2018-2023 (Gobierno del PSOE – Sánchez):
En esta etapa, el desempleo ha ido descendiendo progresivamente, incluso superando por primera vez en décadas la barrera de los 20 millones de ocupados. Sin embargo, la inflación global post-pandemia y la guerra en Ucrania han provocado un repunte de los precios. Es esta combinación de un desempleo a la baja (pero aún alto para estándares europeos) y una inflación elevada (aunque ya en clara desaceleración) lo que ha vuelto a situar a España en los primeros puestos del Índice de Miseria en ciertos momentos, especialmente en el último año.

Deconstruyendo el relato: «Ignorar el pasado es condenar el presente»
Las derechas políticas y algunos medios afines han utilizado el reciente repunte de España en el Índice de Miseria como arma arrojadiza para criticar la gestión del actual Gobierno de coalición. La narrativa es simple: «España lidera el Índice de Miseria, ergo, la economía va mal por culpa del actual Gobierno».

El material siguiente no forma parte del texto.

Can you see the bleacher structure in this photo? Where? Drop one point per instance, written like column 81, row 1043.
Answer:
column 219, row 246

Sin embargo, esta argumentación es profundamente deshonesta intelectualmente por varias razones:
Aislamiento temporal:
Ignora convenientemente que los valores más altos y preocupantes del Índice de Miseria en España se alcanzaron durante la Gran Recesión y los años posteriores, con gobiernos del Partido Popular al frente. Presentar el dato actual sin este contexto histórico es manipular la realidad.

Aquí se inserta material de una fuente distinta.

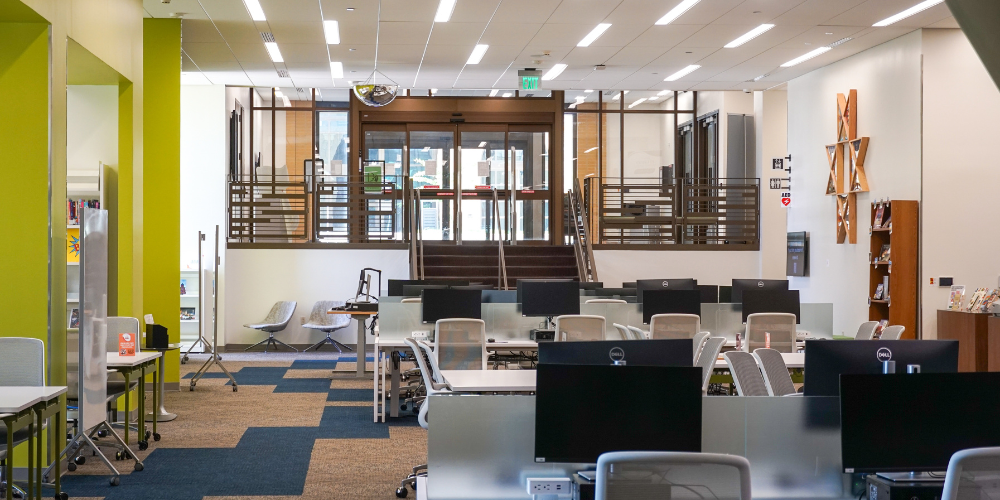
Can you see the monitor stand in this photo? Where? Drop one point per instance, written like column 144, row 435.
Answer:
column 912, row 477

Causas globales ignoradas:
La inflación actual es un fenómeno global. Reducirla a una responsabilidad exclusiva de un gobierno nacional es obviar la guerra en Ucrania, los problemas energéticos y las disrupciones en las cadenas de suministro que afectan a todo el planeta.
El componente del desempleo:
El peso histórico del desempleo en España es el principal motor de nuestro alto Índice de Miseria. Aunque el actual gobierno ha logrado reducir el desempleo a niveles no vistos en muchos años, este problema estructural requiere de décadas de reformas y no puede atribuirse en exclusiva a una única administración.
Omisión de datos positivos:
Al centrarse solo en la inflación para justificar la «miseria», se omite la fuerte creación de empleo, el crecimiento económico por encima de la media europea y la mejora en la recaudación fiscal, que son indicadores igualmente relevantes del estado de la economía.
Conclusión
El Índice de Miseria es un indicador útil, pero debe ser interpretado con cautela y, sobre todo, con contexto. Presentarlo como una foto fija sin su película completa es una estrategia política para polarizar y desinformar. La realidad económica de España es compleja, con problemas estructurales persistentes, pero también con innegables avances recientes. Reducirlo todo a un simple número es un flaco favor al debate público y a la verdad.